No matter how many times he was asked about it or how often he saw the replay, Rams linebacker Cory Littleton had difficulty believing he scored the first touchdown of his life.
The San Diego native said he never had found his way into the end zone at any level — in Pop Warner, at Mount Miguel High School in Spring Valley, or at the University of Washington — so his interception of a Nick Mullens pass and 19-yard dash to glory in the second quarter of Sunday’s 48-32 victory over San Francisco felt surreal to him.
“It was one of the most exciting moments of my life. Something I’ve never done,” he said, smiling. “I’ve been playing football for like 16 years and I finally got a touchdown. It’s amazing.”
Defensive lineman Michael Brockers couldn’t believe it either, but for a different reason.
“He makes so many plays, I never thought that was his first defensive touchdown,” Brockers said of Littleton, who was voted to the Pro Bowl as a special-teams player and has made a significant impact all season with his fearless punt-blocking. “It felt like he had one before.”
Littleton picked a good time for his first pick-six, which actually was his second interception in a game that enabled the Rams to clinch the No. 2 playoff seed in the NFC and a first-round bye. On the first interception, he grabbed a Mullens pass intended for Richie James at San Francisco’s 35-yard line and ran it back to the 13. Two C.J. Anderson carries and an extra point later, the Rams had a 14-0 lead.
“That thing was hanging up in the air. It was going all types of crazy,” Littleton said, his voice still bubbling with enthusiasm well after the game. “Next thing you know, I try to run underneath it, scoop it, and then that’s when my offensive skills came out. I never played offense really in my life, and whenever I get a chance to run with the ball that’s the best moment.”
On the second interception Mullens was throwing out of the shotgun, again intending to hit James, but Littleton stepped in. He scampered the last yard or two all alone, the ball in his outstretched right hand, fully enjoying the novelty and the neighborhood.
“Certain guys just have a knack for being in the right place at the right time,” coach Sean McVay said. “He’s a guy that you win with, players like Cory Littleton. I think his improvement over the last couple years is a real credit to his preparation, but then getting the opportunities and maximizing them.”
Littleton has made the most of every chance he has gotten with the Rams, who signed him after he went undrafted.

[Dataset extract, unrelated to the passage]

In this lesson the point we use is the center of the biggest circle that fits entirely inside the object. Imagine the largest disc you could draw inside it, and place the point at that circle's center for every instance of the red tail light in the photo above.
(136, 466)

He gained notice with his special-teams play as a rookie in 2016 and made a few spot starts at inside linebacker last season when Mark Barron was injured. The Rams traded Alec Ogletree in March, and defensive coordinator Wade Phillips moved Littleton into the middle linebacker spot and made him the defensive signal-caller. Littleton thrived while starting every game this season and accounted for 125 tackles, four sacks, one safety, 13 passes defended and three interceptions.
“He did a great job last year,” McVay said. “Continuing to do such a phenomenal job — whether it’s blocking punts, being a big-time contributor, capitalizing where he was one of those guys that you create some packages just to get him on the field on defense...You just can’t say enough about the command that he’s taking.”
His teammates have seen and appreciated Littleton’s growth and remarkable progress. They were delighted but not surprised by his outstanding effort Sunday. “I’ve been seeing it all season. It started in training camp. I knew he was going to be a hell of a player and week in, week out, he’s making a bunch of plays,” cornerback Aqib Talib said. “I love him. I love it. He deserves it. Hard-working guy. Smart guy. How he goes undrafted who knows, but his day is going to come.”
“They didn’t take a chance on me and I ended up making the opportunity work out here at the Rams and everything’s good,” he said.
“So honestly, there’s no point to focus on the negativity and the past. Everything is positive. Everything’s going great.”
Happy as he was to score that touchdown, he figured he won’t get to keep the ball as a souvenir — and he doesn’t mind.
“I’m pretty sure my momma is going to ask for it first,” he said of his mother, Toni. “It’s hard to fight that.”